Growing up was a tad difficult for me, I had this trait of Africans who don’t adore their culture and traditions. However, everyday of my life, I wake up to the reality – the environment my parents created. This environment is what is called YORUBANISM ( if there’s any word like that) . I was only free to do everything ’western’ in the school; never at home. School and home were two different environments for me, I spoke Yoruba at home, acted and related to everyone as a Yoruba boy. At school, I do everything my teachers wanted from speaking English even with the disparity between the two languages. When speaking Yoruba, there are some words used in sentences that signifies that you’re speaking to someone older which isn’t available in English language. It took me some time to balance it but those were interesting moments of life. I learnt all the virtues of an OMOLUABI (a well-behaved child) from my parents and siblings before me. 

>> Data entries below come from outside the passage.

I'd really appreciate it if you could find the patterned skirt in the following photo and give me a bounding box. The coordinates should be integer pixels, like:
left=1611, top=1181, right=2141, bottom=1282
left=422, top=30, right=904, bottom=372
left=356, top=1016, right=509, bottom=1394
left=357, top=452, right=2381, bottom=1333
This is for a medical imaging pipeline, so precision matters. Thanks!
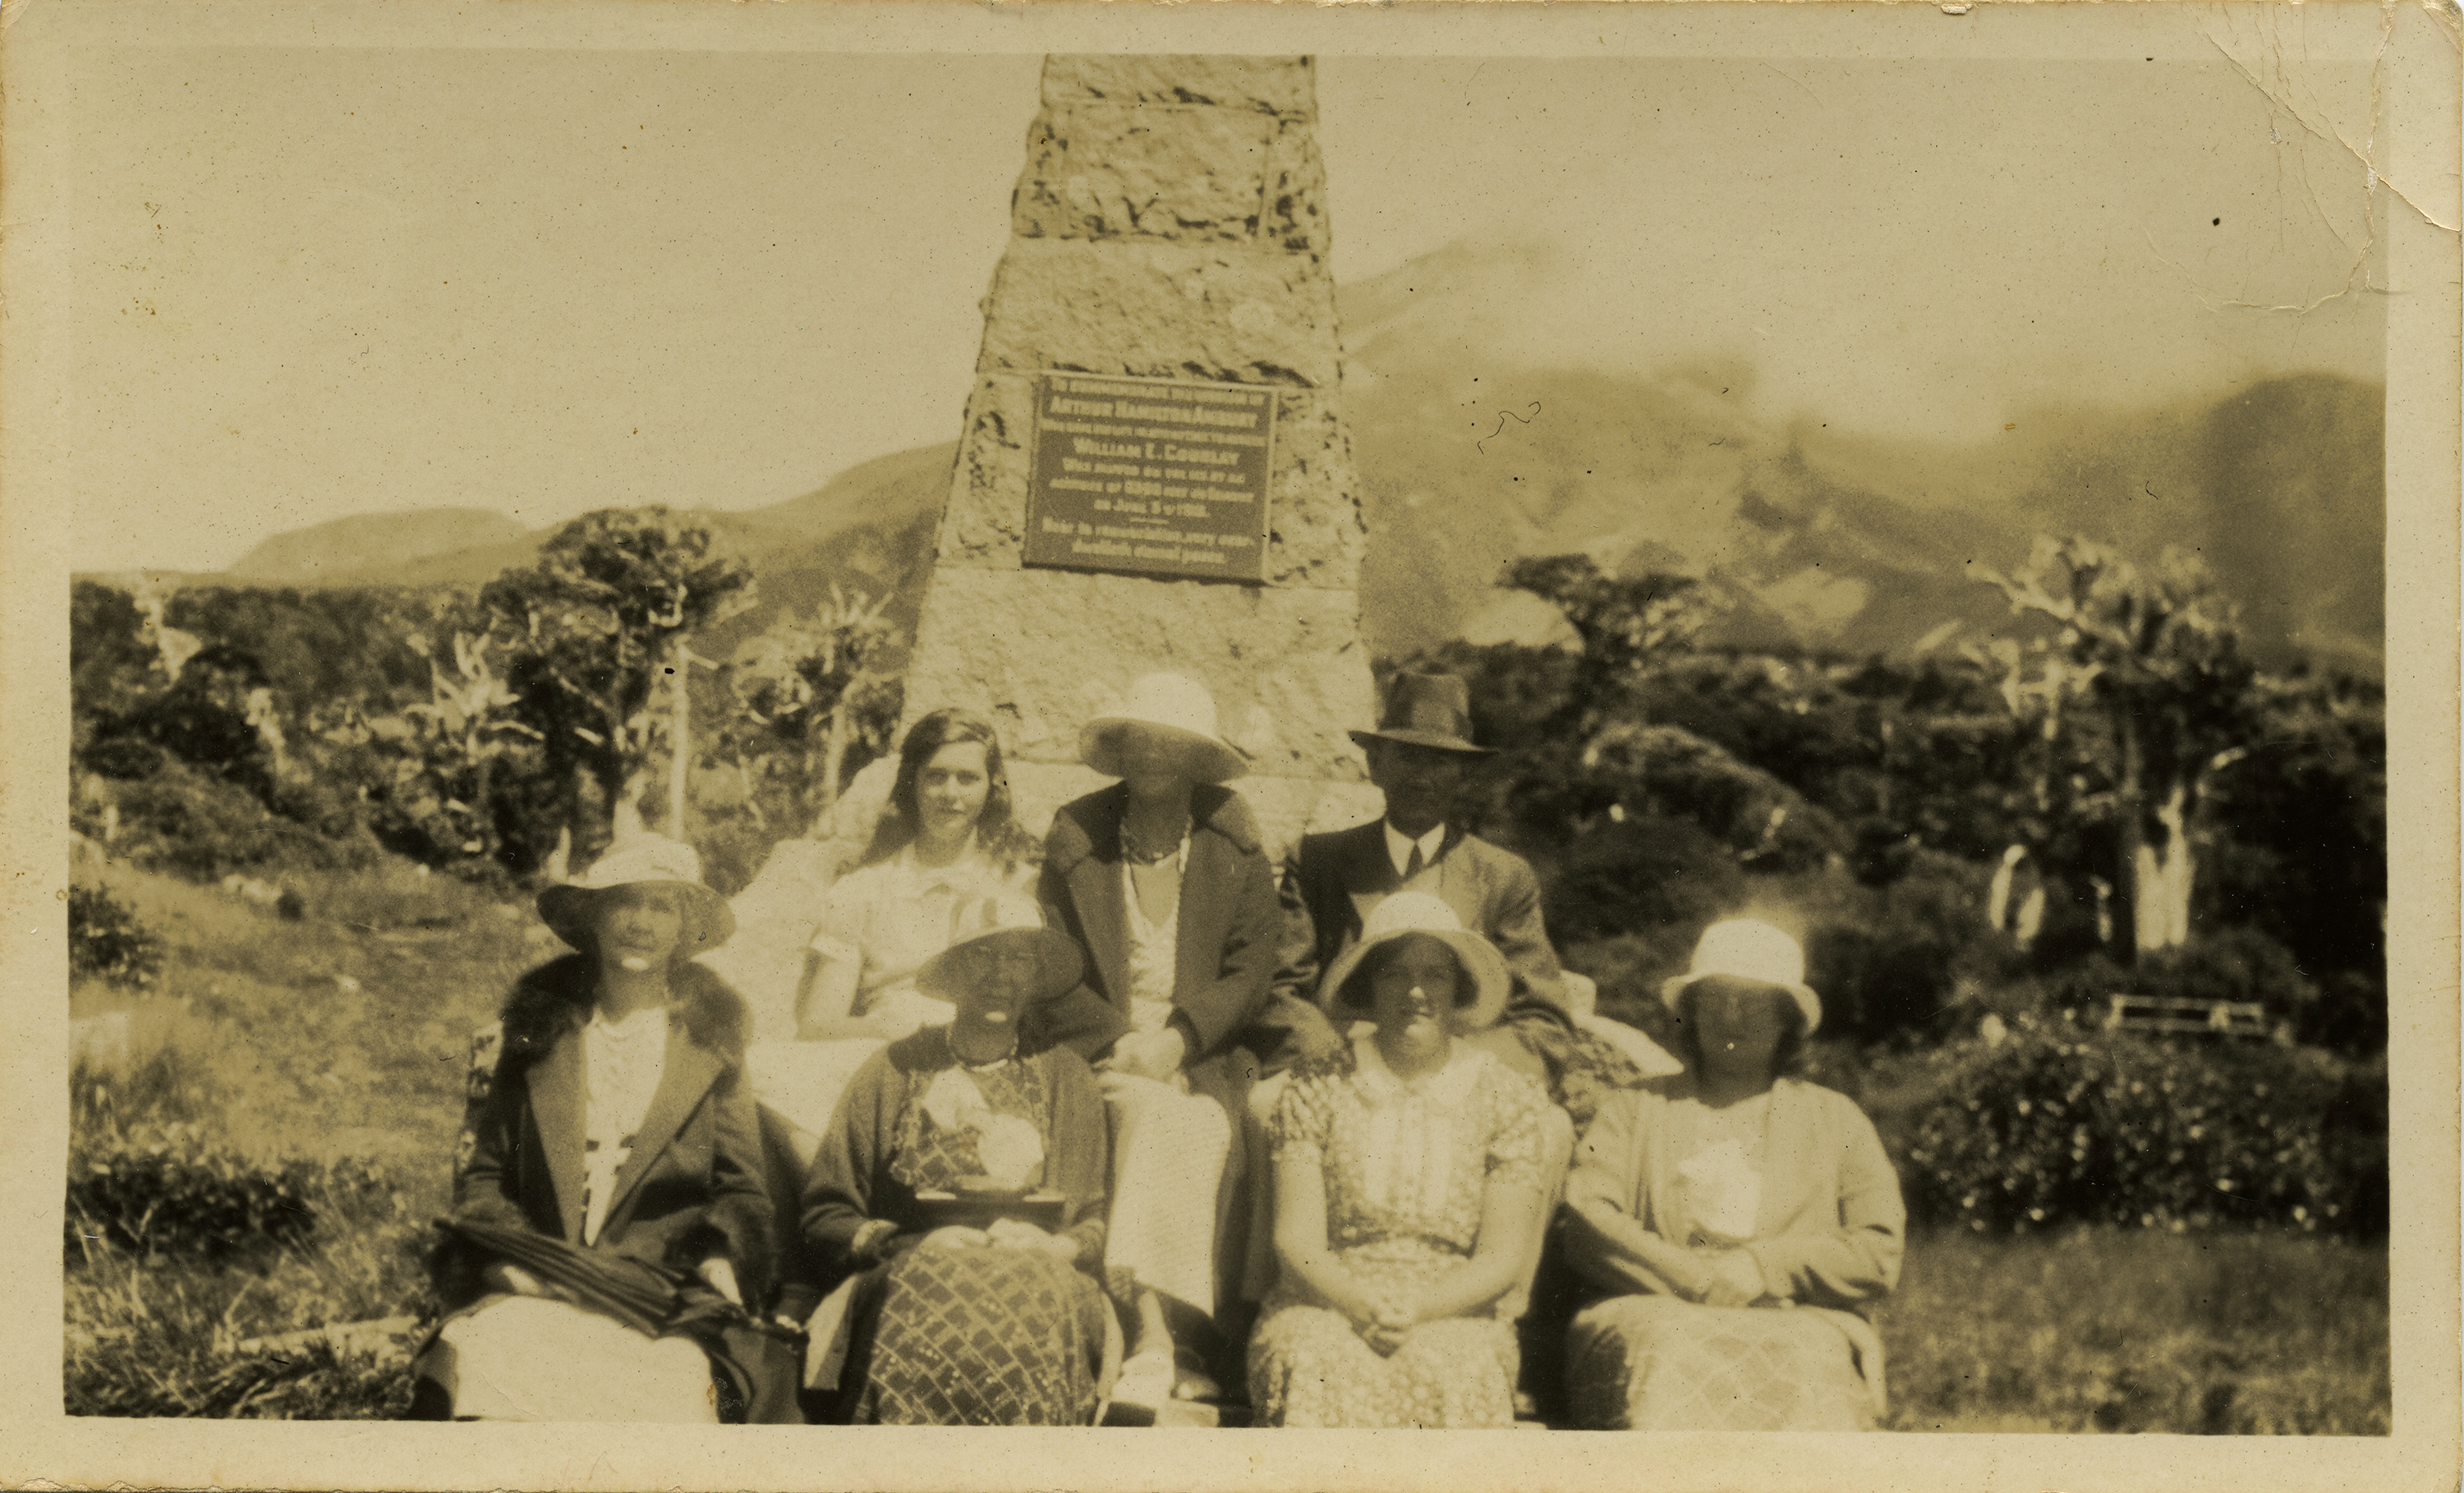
left=1247, top=1242, right=1519, bottom=1429
left=1566, top=1295, right=1878, bottom=1431
left=840, top=1246, right=1110, bottom=1426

I understand a lot of people like me who have been alive for more than 3 decades or almost, grew up like me learning two languages without any form of regrets. However, what we have today is parents who don’t want their kids to speak any language other than English. They specifically warn neighbors, family-friends and relatives not to speak indigenous languages the kids. Scientists have proven that kids have the ability to learn two ore languages at the same time. This can have two kinds of effects on kids; it’s either they don’t know how to speak their local dialect or makes them feel inferior to those who can speak good English and also their mother tongue fluently. This can have in one way the other lead to low-self esteem in kids. 

Another way we are indirectly killing our languages is by trying to give an English name to everything indigenous in Nigeria. I feel very ashamed that Nigerians try to give an english word or phrase for Akara ( by calling it ‘bean cake’), this is just one out of many others. If we are not being careful, our great-grand kids will never meet any indigenous name for some popular meals and commodities. One word to another, this is how we kill our respective languages. 

Everyone who has a social media account in Nigeria will also notice a trend in spelling of names. Some people also spell their names in such a way it looks like an English name. In 2017, I wanted to connect with a friend who had once added me on Facebook, I had lost his phone number but I wanted him on a job with could have fetched him some cool money. I searched with his real and full names and I couldn’t find him, I had to engage another person for the job. Met him at an even few months later and I asked him of he had left social media and he told me no. He however, changed his name from Remilekun Adeola to REHMYLEHKUN HARDEYORLA. This in my opinion is 21st century slavery. 

Those who sat down to include our indigenous languages as a must-write examination/subject for school leavers were right and proactive but what we have now as the reality are students passing Yoruba Language in WAEC without knowing the vowels in Yoruba. Majority see it as a waste of time. There has to be a deliberate effort to “catch them young” and make them fall in love with their mother tongue as preteens and teenagers. 

One interesting way we can help stop our language from extinction is to patronize local content in the entertainment sphere and make sure the actors in the sector are supported whenever they produce songs, movies, documentaries etc that promotes our culture. Another way to “catch them young” is through kids’ content because majority of kids who are privileged to watch TV learn how to speak english by watching interesting kid’s content like cartoons and animated movies. People should also be encouraged to wear their local attires in public and official gatherings. I think we should also ensure that we don’t leave the Private sector and public service behind by mandating staff of institutions and firms to wear our native attires more than foreign ones weekly and not otherwise. No one has the monopoly on ideas on how to solve the issue, but we can all contribute to solving this issue.